That's a lot of steps to go through and it's easy to forget one (as we all have seen on a regular basis) or miss a user. It also means that, as a consumer, I have to lockstep with the publishing application to the new format.
Potential New Process
What if, instead of having Processors, we have a Message
class? To send a fedmsg, you need to provide a subclass of this Message
. When you receive a message, you get this same Message
object. The Message
defines a similar interface to the Processor
, but individual messages can add APIs, mark some as unsupported, etc. The Message
is where you define your schema. Messages
are mapped to topics.
This would lead to something like this when creating a new message:
- Define your
Message
subclass in your message repository (for the same reason our current formatting happens outside fedmsg and the projects - I don't want to install bodhi to consume its messages). - In the publishing code, import your new
Message
, construct it, and hand it to fedmsg. - In the consuming code, work with that
Message
object which will automatically be created for you by fedmsg based on the topic.

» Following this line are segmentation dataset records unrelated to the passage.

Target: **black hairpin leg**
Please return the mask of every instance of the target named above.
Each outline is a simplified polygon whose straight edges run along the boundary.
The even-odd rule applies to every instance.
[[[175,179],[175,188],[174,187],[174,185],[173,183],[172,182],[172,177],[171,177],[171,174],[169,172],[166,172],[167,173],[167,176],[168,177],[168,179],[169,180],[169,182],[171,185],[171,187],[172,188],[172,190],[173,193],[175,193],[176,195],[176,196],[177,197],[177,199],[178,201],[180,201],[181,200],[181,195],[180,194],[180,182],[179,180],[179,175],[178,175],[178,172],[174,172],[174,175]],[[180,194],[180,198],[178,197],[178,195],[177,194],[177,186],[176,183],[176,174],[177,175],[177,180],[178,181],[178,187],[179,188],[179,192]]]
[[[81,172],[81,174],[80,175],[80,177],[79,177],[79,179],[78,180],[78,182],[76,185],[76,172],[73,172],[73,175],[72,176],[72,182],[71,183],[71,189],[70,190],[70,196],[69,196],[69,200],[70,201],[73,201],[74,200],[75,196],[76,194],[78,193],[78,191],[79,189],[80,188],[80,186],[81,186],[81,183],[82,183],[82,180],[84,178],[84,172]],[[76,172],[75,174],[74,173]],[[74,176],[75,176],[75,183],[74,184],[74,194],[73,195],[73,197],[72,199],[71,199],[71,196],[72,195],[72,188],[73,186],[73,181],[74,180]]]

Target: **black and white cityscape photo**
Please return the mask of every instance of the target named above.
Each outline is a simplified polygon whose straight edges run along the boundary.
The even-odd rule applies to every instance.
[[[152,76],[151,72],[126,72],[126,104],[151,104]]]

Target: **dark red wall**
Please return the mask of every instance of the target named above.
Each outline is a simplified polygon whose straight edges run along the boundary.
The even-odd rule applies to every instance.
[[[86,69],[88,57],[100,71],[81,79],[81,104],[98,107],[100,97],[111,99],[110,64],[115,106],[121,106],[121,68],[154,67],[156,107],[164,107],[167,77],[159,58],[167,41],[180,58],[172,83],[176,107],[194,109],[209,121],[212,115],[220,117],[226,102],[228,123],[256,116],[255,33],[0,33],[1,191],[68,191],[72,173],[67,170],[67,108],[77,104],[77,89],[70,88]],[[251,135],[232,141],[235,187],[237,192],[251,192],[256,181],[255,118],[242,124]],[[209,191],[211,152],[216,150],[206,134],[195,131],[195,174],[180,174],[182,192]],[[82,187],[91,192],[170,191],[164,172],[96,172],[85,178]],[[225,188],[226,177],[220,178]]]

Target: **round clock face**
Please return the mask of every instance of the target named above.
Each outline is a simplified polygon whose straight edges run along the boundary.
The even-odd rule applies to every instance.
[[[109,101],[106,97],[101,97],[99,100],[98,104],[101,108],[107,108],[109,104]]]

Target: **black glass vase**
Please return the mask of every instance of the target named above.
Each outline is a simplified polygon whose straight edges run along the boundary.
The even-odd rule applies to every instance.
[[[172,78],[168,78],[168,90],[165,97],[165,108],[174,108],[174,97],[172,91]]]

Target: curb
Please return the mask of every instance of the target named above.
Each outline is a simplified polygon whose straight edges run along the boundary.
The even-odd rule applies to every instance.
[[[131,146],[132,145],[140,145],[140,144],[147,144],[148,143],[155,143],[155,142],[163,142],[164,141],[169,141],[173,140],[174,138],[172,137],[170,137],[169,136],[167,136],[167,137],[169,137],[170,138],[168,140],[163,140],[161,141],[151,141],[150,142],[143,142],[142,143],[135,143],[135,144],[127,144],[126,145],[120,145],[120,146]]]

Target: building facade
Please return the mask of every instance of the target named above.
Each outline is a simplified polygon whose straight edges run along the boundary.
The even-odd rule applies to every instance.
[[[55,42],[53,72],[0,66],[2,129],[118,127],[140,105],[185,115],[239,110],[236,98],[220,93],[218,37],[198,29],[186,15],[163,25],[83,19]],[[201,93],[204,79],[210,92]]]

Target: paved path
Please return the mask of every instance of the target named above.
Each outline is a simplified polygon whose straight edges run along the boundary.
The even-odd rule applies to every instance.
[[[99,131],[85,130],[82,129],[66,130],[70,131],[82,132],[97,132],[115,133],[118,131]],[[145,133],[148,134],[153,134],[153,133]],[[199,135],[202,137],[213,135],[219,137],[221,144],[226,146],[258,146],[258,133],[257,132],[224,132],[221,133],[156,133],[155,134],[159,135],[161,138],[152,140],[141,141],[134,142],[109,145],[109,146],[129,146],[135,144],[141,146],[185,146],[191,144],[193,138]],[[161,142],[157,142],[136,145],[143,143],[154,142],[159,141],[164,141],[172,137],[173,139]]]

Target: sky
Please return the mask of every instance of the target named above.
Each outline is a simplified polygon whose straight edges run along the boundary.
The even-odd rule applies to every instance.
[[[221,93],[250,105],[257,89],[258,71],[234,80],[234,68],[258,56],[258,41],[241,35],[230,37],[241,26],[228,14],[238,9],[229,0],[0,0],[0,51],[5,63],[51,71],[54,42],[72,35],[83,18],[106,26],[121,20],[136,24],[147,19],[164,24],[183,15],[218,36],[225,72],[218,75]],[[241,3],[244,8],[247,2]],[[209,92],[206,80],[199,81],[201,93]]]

And when you need to update your message:
- Update your
Message
subclass in your message repository. Optionally make sure old APIs for messages continue to work so you can transition to your new message format. - Update your publishing code so it can construct the new
Message
without violating the schema. - If you've broken your
Message
API, you still have to update your consumers 😞.
TL;DR
The basic problem is that we use fedmsg to let applications interface with each other, but there's nowhere to define, document, deprecate, etc. the API. It's really easy to get something out there, but it's really hard to maintain, refine, and improve your interface.
I'm not really breaking new ground here, this is a problem people have recognized long before me and made tools like protocol buffers to handle. Maybe we could leverage these tools. I haven't done an in-depth investigation to say whether that's something worth-while or not.
Anyway, those are my meandering thoughts. They're certainly in need of refinement, and quite possibly not worth acting upon.
TL;DR for the TL;DR
😢
We can make message processing much cleaner.
Just a quick note on this, since we have to still support the past messages, we may gain on processing newer messages but we will need to keep the current code in place, so we may end up adding code for the new schemas without removing any/much.
One thing that @abompard mentioned once and which is totally doable and likely fairly easy is just to add a version to the message. This way (except for miss/bugs) we can easily bump the version in the producer and adjust the behaviour of the consumer accordingly.
I'm a +1 for having schemas on our messages. The protocol buffers thing looks nice.
I've done some investigation about how this API might get implemented. It was satisfying to see the pyzmq documentation recommend the approach I had in mind, but unfortunately there's a bit of a snag.
The problem is how fedmsg is abstracting the ZMQ underpinnings. ZMQ messages are published by fedmsg. However, the subscriber code (including the bits that would let us manipulate incoming messages prior to handing them to consumers) lives in moksha.
It seems (from my investigation of moksha) that we use it to support various messaging technologies besides ZMQ. However, the fedmsg documentation does not give any indication (that I can find) that this is a focus of fedmsg, and within Fedora Infrastructure we don't use it (as far as I know).
This leads me to ask a few questions:
-
What's the focus of fedmsg? Do we care about supporting many messaging technologies?
-
Does moksha offer anything else?
fedmsg has now code that allows using it with another message bus than zmq, @ralphbean added some changes for this recently among others in #380 and #387
I guess what I'm driving at is what does fedmsg want to be. Does it aim to be a high-level messaging library very much like kombu? Does it want to focus exclusively on ZMQ and make that experience very easy and clear? Something else?
I've used fedmsg quite a bit now and I've read the docs, but I don't know what fedmsg's goal is, exactly.